During his recent visit to South Korea, President Donald Trump made some sweeping remarks over the level of safety along the Korean Demilitarized Zone.
While it’s unclear what area of the DMZ Trump was referencing, he claimed that it became safer after his summit with Kim Jong Un in Singapore in June 2018.
“It used to be very dangerous, very, very dangerous,” Trump said of the DMZ on Sunday, citing a briefing from officials. “After our first summit, all of the danger went away. It’s a much different place.”
Facts First: The President appears to be incorrectly taking credit for an agreement between North and South Korea that removed weapons and guard posts from one specific area on the DMZ. North Korea’s military operations along the DMZ have not been removed or decreased.
During an inter-Korean summit in September 2018, the defense ministers of North and South Korea signed the Comprehensive Military Agreement, which removed all weapons from the Joint Security Area — a small section of the DMZ where diplomats of the two countries meet and which soldiers of both sides constantly monitor.
The agreement also took down almost two dozen guard posts, created a no-fly zone and began a landmine removal process.
The agreement was not part of the Singapore summit and did not involve Trump. Experts also believe the agreement was largely symbolic and did not reduce the level of danger in the DMZ as Trump claimed.
“There’s nothing that indicates that,” Michael Green, senior vice president for Asia and Japan Chair at the Center for Strategic and International Studies, told CNN. “The steps the North and South agreed on are pretty symbolic.”
North Korea’s artillery and missile launchers pointed at Seoul have not been pulled back, Green said. He also noted that North Korea has one of the largest chemical and biological arsenals in the world.
“They haven’t ceased cyberattacks, they haven’t ceased their 100,000 special forces or in any way demobilized their million-man army,” Green added.
According to experts, North Korea’s nuclear arsenal continues to expand despite the agreement reached by Kim Jong Un and Trump at the Singapore summit last year.
“Along the DMZ, North Korea’s military forces are still in place,” Bruce Klingner, a senior research fellow and Korea expert at the Heritage Foundation, told CNN. “There’s been no decrease in the North Korean military threat whatsoever.”

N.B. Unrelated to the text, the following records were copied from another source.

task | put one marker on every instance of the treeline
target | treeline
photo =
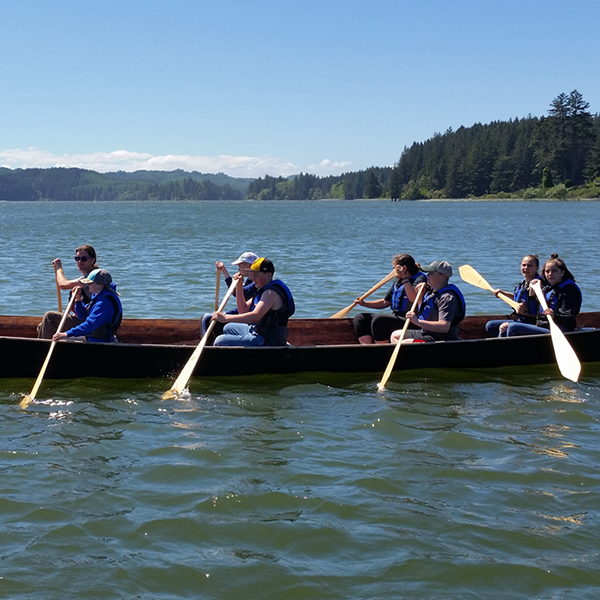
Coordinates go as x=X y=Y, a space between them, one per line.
x=61 y=184
x=371 y=183
x=522 y=156
x=553 y=156
x=530 y=157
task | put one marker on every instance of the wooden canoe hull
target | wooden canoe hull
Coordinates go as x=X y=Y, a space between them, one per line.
x=23 y=356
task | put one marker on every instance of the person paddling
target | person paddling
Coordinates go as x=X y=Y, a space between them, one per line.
x=262 y=320
x=86 y=261
x=243 y=263
x=100 y=318
x=442 y=309
x=528 y=304
x=563 y=297
x=372 y=328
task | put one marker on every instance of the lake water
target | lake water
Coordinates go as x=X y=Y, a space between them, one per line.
x=451 y=484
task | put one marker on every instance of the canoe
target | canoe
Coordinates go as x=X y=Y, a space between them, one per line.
x=160 y=348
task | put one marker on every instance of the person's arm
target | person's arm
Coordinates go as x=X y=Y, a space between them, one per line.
x=376 y=304
x=267 y=301
x=243 y=306
x=221 y=266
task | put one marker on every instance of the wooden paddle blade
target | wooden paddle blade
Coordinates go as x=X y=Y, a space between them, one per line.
x=568 y=363
x=187 y=371
x=566 y=359
x=390 y=367
x=344 y=312
x=470 y=275
x=26 y=401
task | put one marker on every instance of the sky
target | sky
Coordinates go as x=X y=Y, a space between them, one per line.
x=277 y=87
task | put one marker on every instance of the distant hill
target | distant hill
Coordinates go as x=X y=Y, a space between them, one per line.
x=62 y=184
x=237 y=183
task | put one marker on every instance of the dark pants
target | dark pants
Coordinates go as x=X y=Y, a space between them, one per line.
x=379 y=326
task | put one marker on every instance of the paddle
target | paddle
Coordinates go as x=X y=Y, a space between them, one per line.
x=58 y=289
x=568 y=363
x=388 y=371
x=470 y=275
x=28 y=399
x=342 y=313
x=217 y=289
x=183 y=378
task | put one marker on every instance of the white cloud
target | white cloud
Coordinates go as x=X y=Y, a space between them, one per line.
x=124 y=160
x=328 y=167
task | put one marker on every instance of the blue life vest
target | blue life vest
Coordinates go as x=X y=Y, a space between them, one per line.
x=107 y=331
x=429 y=302
x=400 y=303
x=273 y=326
x=531 y=302
x=551 y=298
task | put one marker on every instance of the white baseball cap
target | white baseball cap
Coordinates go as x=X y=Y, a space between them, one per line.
x=248 y=257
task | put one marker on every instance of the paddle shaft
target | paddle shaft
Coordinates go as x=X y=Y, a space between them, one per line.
x=470 y=275
x=390 y=367
x=187 y=371
x=566 y=359
x=342 y=313
x=57 y=289
x=36 y=386
x=217 y=289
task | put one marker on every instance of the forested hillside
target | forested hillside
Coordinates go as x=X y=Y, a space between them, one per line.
x=81 y=184
x=555 y=156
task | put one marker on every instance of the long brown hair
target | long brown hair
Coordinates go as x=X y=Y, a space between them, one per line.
x=408 y=261
x=560 y=263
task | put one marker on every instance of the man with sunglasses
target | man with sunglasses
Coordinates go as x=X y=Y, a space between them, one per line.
x=85 y=259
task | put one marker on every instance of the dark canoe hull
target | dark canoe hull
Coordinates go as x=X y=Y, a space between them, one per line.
x=23 y=356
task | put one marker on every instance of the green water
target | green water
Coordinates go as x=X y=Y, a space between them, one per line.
x=464 y=484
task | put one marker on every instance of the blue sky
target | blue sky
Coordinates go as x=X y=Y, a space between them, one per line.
x=255 y=87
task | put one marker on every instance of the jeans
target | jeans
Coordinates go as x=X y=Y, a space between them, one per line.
x=516 y=328
x=239 y=334
x=493 y=327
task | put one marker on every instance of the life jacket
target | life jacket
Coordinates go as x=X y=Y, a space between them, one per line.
x=400 y=303
x=531 y=302
x=108 y=331
x=273 y=326
x=551 y=296
x=429 y=303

Klingner noted that in the year since the Singapore summit it’s believed North Korea has built six more nuclear weapons. “The threat has not decreased. In one area of that DMZ (the Joint Security Area) we’ve had a few tactical-level, security-building measures.”
While removing weapons, agreeing to a no-fly order and destroying a few guard posts may help decrease the likelihood of accidents in the Joint Security Area, it in no way means that the “danger” along the DMZ “went away” as Trump claimed.